The amended complaint corrects the second and third defects noted in the deficiency notice. The amended complaint conforms with the provisions of WAC 391-45-050, and the union checked the box on the complaint form alleging employer refusal to bargain.

The amended complaint does not correct the first defect: It does not allege unfair labor practice violations occurring on or after July 29, 2006. The union alleges employer violations occurring in July or early July 2006, when the union claims that the employer changed the work duties of the ward clerks. The amended complaint does not conform to the requirements of RCW 41.56.160.

NOW, THEREFORE, it is

ORDERED

The amended complaint charging unfair labor practices in the above captioned matter is DISMISSED for failure to state a cause of action.

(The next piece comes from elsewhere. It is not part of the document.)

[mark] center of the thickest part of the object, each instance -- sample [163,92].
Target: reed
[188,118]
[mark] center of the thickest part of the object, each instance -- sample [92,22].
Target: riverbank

ISSUED at Olympia, Washington, this 9th day of April, 2007.

PUBLIC EMPLOYMENT RELATIONS COMMISSION

[SIGNED]

DAVID I. GEDROSE, Unfair Labor Practice Manager

This order will be the final order of the agency unless a notice of appeal is filed with the Commission under WAC 391-45-350.



[1]           At this stage of the proceedings, all of the facts alleged in the complaint are assumed to be true and provable.  The question at hand is whether, as a matter of law, the complaint states a claim for relief available through unfair labor practice proceedings before the Public Employment Relations Commission.